Dans les temps les plus reculés, la contrée autour de Frankenstein, le long de la Bergstrasse, était infestée par un monstre horrible qui avait élu son domicile dans la vallée du Modaubach couverte de roseaux et de broussailles. Ce monstre ayant la forme d'un serpent démesurément long, avait une grosse tête informe et un gosier à avaler un boeuf tout entier. La frayeur que la présence de ce reptile répandait parmi les habitants du pays, était d'autant plus grande que non seulement les troupeaux, mais aussi leurs gardiens en devenaient victimes. Il fallait presque tous les jours une victime humaine à cette horrible bête.
Quelques champions valeureux avaient vainement cherché à combattre ce dragon, ils payèrent de leur vie la témérité qui les y avait poussés. Bientôt il n'y eut plus personne qui ambitionnât un combat pareil. Aussi le découragement s'empara-t-il de tous les esprits; quiconque en avait les moyens quitta la contrée, comme si la peste s'y fut introduite.

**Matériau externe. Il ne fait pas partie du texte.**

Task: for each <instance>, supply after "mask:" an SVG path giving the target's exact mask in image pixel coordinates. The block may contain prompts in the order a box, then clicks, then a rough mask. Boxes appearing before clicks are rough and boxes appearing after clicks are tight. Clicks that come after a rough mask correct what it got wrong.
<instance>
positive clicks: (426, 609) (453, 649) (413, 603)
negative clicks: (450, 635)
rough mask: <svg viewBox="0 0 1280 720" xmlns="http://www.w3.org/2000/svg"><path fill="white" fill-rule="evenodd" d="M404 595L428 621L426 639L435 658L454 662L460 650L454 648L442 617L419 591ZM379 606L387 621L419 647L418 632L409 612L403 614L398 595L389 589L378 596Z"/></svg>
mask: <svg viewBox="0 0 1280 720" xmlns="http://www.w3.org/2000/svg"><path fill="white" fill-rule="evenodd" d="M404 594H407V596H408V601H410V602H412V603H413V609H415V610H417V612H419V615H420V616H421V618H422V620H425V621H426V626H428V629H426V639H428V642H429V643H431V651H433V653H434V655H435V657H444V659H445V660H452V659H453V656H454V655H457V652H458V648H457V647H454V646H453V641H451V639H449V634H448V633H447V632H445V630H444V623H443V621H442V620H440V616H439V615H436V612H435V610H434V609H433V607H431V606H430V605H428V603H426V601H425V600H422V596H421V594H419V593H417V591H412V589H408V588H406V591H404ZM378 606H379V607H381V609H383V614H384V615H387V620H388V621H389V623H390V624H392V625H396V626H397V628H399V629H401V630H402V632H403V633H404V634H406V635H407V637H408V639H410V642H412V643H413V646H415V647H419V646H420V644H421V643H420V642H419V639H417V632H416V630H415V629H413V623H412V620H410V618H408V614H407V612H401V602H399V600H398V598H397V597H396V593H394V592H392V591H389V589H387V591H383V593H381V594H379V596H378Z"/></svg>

Non loin de ce séjour de la terreur, toutefois au-delà d'Eberstadt, demeurait alors Georges de Falkenstein. Les ruines de son château situé sur les hauteurs lointaines et boisées se découvrent encore de la belle vallée du Rhin. Georges était chevalier aussi vaillant que guerrier célèbre; sa structure gigantesque et la force de son bras avaient toujours procuré la victoire à ses armes, de sorte que dans les tournois personne n'osait plus entrer en lice avec lui.
Georges entendit les cris de désespoir des pauvres habitants de la vallée de Modaubach, lesquels erraient sans asile; il fut touché de leur misère et résolut de combattre l’éffrayant reptile.
Monté sur un étalon dont les forces correspondaient aux siennes, armé du glaive et de la massue et tout cuirassé de fer, il entra dans le val abandonné, il découvrit bientôt au fond des prairies le serpent qui roulé en spirale réfléchit les rayons du soleil. Eveillé par le bruit du chevalier qui approchait, il se lève en sifflant, et s'élançant en bonds énormes sur sa proie désirée, il ouvre sa vaste gueule, comme pour avaler à la fois le cavalier et sa monture. Le cheval se cabre, mais le vaillant Georges attend son terrible ennemi, et lorsque celui-ci est près de lui, le chevalier échappe par un mouvement rapide aux dents sanguinaires du dragon, et profitant de son avantage, lui enfonce son glaive dans la nuque. Saisissant ensuite sa puissante massue, il en assène un coup si violent sur la tête du monstre s'élançant de nouveau sur lui et l'effleurant d'une de ses dents, que celui-ci en tombe étourdi par terre et est tué sans peine.
Les écuyers du chevalier ainsi qu'une foule de peuple attendaient avec angoisse l'issue de cette généreuse attaque. Lorsque le vainqueur, en signe de son heureuse réussite, fit retentir le cor de chasse, et que la foule accourue vit le reptile baigné dans son sang, il y eut une acclamation des plus bruyantes, et mille bouches reconnaissantes louèrent le courageux chevalier. Mais tout-à-coup une pâleur mortelle se répandit sur les traits du vainqueur, il tomba à la renverse et ne put dire que d'une voix mourante: „Je me sens mortellement blessé. de la dent vénimeuse du dragon." Les spectateurs épouvantés ouvrirent aussitôt la cuirasse du chevalier déjà dans l'angoisse de la mort, et on découvrit que le terrible venin s'était introduit par une légère égratignure à la hanche.
La joie universelle de cette victoire se changea aussitôt en une profonde tristesse; car le héros qui, pareil au célèbre St. Georges, était monté sur le dos du dragon, mourut peu d'instants après. Son souvenir s'est conservé cependant parmi les habitants reconnaissants de la contrée.
Dans le village de Nieder-Beerbach l'on voit, près de la porte de l'église, une pierre tumulaire qui représente, artistement sculptée la victoire du chevalier sur le dragon.